We’re often taught that as organisms grow larger they also become more robust, with stronger, thicker bones to withstand the effects of their greater mass and weight. Here, not so much. Giant Quetzalcoatlus was just as gracile as the VERY much smaller, no. 42. Sure the humerus is more robust. So is the pectoral girdle. Otherwise it’s hard to find thicker bones and the neck is definitely more gracile in Quetzalcoatlus. That’s engineering!!
What can we learn here?
Between no. 42, which was reduced from early Dorygnathus specimens, and Quetzalocoatlus, one of the largest known azhdarchids, the proportions are not much different overall. This is likely due to the restrictions imposed by flight. Only certain balances between power and weight can fly. Over time and millions of generations the lineage of Quetzalcoatlus gradually grew and reengineered itself to withstand the increasing stresses imposed by that growth.

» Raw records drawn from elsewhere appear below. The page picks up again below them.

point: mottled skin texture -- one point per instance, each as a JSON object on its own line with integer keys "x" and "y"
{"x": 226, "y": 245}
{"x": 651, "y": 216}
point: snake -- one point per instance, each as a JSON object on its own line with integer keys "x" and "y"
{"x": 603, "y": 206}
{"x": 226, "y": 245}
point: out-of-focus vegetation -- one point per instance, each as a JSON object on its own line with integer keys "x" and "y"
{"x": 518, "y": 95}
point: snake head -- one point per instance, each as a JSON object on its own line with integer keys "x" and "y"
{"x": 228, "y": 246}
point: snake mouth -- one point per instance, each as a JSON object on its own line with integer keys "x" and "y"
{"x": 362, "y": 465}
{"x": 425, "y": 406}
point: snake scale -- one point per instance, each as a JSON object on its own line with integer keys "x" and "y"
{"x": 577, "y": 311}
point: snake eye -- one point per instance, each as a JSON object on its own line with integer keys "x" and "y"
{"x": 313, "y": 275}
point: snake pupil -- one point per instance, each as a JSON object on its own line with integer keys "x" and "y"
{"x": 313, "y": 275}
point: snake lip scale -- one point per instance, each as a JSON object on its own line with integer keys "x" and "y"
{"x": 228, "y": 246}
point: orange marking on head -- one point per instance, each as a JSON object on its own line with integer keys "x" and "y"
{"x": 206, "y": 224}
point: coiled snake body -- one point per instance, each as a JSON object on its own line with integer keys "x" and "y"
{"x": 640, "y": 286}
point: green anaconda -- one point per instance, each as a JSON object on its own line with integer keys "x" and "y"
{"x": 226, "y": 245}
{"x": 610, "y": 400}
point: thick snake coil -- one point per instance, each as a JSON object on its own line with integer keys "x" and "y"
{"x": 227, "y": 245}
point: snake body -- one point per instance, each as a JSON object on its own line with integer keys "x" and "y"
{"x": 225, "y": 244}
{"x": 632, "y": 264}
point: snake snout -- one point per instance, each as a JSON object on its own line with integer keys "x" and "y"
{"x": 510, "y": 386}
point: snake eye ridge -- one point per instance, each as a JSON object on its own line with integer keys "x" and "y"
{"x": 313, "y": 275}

Dr. Mike Habib (2008) has noted the greater size of the humerus vs femur in Quetzalcoatlus and other large pterosaurs. He didn’t mention no. 42, which does not have a humerus greater in diameter than the femur. Habib considered the more robust humerus a sign that pterosaurs used a vampire bat-like forelimb launch sequence demonstrated here, rather than a bird-like hind limb launch demonstrated here. Unfortunately, its all math at present. We know of no pterosaur take-off tracks, nor any that document the implantation of the wing metacarpal into the substrate. Rather only the fragile first three digits make any impression. Perhaps the increased size of the humerus is a sign that the pectoral engine for wing flapping is much larger to drive the larger wings. After all, traditional physics has to enter into pterosaur evolution someplace!
As always, I encourage readers to see specimens, make observations and come to your own conclusions. Test. Test. And test again.

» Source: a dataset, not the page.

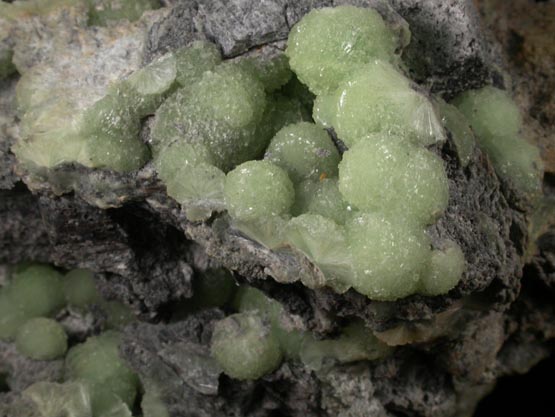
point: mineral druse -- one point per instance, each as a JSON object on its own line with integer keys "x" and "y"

Evidence and support in the form of nexus, pdf and jpeg files will be sent to all who request additional data.
Habib MB 2008. Comparative evidence for quadrupedal launch in pterosaurs. Zitteliana B28:159-166.
Hone and Benton 2006. Cope’s Rule in the Pterosauria, and differing perceptions of Cope’s Rule at different taxonomic levels. Journal of Evolutionary Biology 20(3): 1164–1170. doi: 10.1111/j.1420-9101.2006.01284.x
Kellner AWA and Langston W 1996. Cranial remains of Quetzalcoatlus (Pterosauria, Azhdarchidae) from late Cretaceous sediments of Big Bend National Park, Texas. – Journal of Vertebrate Paleontology 16: 222–231.
Lawson DA 1975. Pterosaur from the latest Cretaceous of West Texas: discovery of the largest flying creature. Science 187: 947-948.
Wellnhofer P 1970. Die Pterodactyloidea (Pterosauria) der Oberjura-Plattenkalke Süddeutschlands. Abhandlungen der Bayerischen Akademie der Wissenschaften, N.F., Munich 141: 1-133.